July 11, Sunset: 09 degrees 5 minutes S, west of the Marquesas

July 12, Sunrise: 5-7 miles from Eiao.

Last night at around 2 a.m, heading Manu Ko'olau (NE), the navigators sensed something was changing in the wave pattern. They thought they might be passing an island and put down the sails and stopped. Rain squalls started up, sweeping in with the ESE tradewinds. The canoe was straight upwind (WNW) of the islands of Eiao and Hatutu,11 miles off; the islands were blocking the ESE trade wind swell. The canoe started to drift. Dawn came and they couldn't see the islands in the curtains of rain. But as the squalls moved off, Russell Amimoto sighted the edge of Eiao, an island of steep cliffs,14 miles off. The sea was full of diving and fishing land-based seabirds the crew had been hoping to see for the last two days: manu-o-ku (white terns) and noio (brown terns), along with boobies.

The canoe is tacking south and heading around Eiao for Nukuhiva, 60 miles off. The wind is from 'Aina malanai (ESE) at 15-20 knots; seas are choppy, with various wave patterns created by the 12-18 foot swells wrapping around the seven islands of the Marquesas to the SE. Weather continues to be squally, and swells were crashing over the bows.

It was an awesome tack back into the teeth of the easterly trade winds, for four days, from 200 miles to the west, where the crew had been searching for the Marquesas. The navigators employed a search pattern along a known latitude that is part of the traditional strategy for wayfinding without instruments and finding islands in the immense empty spaces of the Pacific Ocean; and that strategy has been successful again!

Late yesterday afternoon, just before cooking dinner the crew was visited by some whales and dolphins, good luck signs for sailors.
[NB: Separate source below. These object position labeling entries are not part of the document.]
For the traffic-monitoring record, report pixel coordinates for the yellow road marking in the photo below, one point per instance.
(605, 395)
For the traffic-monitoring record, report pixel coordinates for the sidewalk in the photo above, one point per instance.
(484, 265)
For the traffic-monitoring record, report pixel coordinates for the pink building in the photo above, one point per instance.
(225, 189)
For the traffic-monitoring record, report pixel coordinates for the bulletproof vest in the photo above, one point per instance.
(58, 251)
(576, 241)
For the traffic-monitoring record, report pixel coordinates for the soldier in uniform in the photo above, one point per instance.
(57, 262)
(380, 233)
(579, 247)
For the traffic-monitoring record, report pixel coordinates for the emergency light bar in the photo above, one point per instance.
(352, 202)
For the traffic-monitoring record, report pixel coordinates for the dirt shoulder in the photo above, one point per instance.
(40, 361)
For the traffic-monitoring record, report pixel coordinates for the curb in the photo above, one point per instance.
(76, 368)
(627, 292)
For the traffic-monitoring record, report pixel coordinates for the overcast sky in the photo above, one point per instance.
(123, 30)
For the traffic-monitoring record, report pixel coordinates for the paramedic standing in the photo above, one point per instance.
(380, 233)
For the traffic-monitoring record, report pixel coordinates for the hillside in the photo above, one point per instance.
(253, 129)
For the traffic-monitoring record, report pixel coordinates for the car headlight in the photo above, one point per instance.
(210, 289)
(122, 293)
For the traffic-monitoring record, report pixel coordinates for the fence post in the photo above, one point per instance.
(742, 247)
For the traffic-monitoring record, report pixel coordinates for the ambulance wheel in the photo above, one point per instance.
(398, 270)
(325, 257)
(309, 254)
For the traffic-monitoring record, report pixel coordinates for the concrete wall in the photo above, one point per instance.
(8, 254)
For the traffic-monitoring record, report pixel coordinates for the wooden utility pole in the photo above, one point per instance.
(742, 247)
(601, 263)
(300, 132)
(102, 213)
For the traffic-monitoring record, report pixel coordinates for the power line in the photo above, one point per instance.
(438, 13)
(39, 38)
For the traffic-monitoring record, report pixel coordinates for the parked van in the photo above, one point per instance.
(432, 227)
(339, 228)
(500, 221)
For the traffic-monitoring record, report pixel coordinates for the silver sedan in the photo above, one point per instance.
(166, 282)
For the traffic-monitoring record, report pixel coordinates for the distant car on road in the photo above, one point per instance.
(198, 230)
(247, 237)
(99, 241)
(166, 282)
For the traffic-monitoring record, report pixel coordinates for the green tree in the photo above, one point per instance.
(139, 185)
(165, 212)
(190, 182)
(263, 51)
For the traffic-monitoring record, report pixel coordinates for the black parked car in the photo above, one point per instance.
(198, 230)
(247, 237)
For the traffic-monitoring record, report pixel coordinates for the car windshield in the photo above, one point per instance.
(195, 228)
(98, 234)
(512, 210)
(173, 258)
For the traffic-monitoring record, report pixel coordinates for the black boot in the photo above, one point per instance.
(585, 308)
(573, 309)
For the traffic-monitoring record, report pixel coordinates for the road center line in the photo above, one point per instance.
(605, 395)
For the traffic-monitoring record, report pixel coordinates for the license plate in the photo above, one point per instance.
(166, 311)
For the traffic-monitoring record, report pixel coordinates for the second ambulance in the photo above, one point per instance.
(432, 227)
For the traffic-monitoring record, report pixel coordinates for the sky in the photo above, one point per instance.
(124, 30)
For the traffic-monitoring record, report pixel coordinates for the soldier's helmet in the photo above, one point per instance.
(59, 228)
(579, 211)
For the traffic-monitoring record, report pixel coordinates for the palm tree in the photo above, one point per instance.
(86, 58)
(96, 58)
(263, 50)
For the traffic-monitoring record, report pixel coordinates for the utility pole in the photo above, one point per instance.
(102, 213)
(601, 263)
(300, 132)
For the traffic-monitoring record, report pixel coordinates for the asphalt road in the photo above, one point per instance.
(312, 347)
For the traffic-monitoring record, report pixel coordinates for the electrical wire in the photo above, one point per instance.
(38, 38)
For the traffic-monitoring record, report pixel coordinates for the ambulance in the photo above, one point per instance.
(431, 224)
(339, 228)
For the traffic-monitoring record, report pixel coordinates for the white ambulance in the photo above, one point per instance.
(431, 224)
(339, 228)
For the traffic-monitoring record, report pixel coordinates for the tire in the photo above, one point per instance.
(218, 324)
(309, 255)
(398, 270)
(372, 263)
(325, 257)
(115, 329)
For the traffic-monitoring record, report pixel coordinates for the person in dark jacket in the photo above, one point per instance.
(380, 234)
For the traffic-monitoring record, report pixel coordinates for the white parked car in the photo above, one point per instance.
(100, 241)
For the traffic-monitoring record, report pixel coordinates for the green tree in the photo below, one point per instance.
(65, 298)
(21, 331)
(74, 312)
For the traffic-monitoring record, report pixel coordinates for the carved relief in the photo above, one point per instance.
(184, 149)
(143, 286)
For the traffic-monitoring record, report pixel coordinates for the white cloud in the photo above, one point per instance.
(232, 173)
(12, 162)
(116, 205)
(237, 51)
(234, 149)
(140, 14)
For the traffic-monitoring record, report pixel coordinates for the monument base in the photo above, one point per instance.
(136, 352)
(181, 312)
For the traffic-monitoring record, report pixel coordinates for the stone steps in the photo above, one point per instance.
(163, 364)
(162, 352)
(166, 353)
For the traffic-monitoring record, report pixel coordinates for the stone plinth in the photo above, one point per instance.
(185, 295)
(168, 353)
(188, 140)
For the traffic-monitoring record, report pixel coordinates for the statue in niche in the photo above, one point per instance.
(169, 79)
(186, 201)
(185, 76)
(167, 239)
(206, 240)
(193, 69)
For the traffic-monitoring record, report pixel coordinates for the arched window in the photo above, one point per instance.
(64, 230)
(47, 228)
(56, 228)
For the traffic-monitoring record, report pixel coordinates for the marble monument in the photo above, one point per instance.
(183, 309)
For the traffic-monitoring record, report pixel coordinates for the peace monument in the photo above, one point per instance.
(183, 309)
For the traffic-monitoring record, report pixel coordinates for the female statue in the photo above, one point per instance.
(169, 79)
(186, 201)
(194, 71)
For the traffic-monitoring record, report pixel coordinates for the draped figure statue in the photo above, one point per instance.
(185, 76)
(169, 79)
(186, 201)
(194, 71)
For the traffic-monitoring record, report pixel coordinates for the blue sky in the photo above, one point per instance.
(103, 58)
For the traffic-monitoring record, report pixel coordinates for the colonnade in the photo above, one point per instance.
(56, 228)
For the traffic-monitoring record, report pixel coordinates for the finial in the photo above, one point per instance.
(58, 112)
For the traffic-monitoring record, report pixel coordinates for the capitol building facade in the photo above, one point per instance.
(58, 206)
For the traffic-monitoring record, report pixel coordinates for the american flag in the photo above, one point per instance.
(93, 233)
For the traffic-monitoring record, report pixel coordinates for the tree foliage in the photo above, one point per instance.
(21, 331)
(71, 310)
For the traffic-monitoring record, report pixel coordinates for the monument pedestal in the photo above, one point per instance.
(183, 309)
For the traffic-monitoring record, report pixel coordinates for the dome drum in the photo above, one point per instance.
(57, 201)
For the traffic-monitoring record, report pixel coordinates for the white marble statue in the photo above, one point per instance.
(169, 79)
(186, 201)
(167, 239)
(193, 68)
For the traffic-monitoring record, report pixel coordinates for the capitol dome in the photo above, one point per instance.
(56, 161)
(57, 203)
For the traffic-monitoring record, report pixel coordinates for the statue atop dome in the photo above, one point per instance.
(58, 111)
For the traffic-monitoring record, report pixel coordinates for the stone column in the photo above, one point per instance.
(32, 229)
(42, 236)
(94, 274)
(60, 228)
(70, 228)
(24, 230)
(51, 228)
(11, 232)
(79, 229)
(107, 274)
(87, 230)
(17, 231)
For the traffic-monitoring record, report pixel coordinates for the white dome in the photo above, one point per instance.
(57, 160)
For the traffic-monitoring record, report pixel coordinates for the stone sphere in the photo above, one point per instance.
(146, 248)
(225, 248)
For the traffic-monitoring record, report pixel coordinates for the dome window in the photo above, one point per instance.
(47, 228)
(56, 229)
Instead of the usual music and mo'olelo (storytelling) over the last two nights, the crew has been looking for land.

Strategy: Heading south past Nukuhiva, then tacking back NE to that island.

Navigation

Daytime navigation: Sun: sunrise and sunset (ENE/WNW). ESE tradewind swell.

Nighttime navigation: Stars.

Latitude:

Fishing report: lost a sail fish this morning.

Sea Life: whales, dolphins, manu-o-ku, noio, 'a (boobies).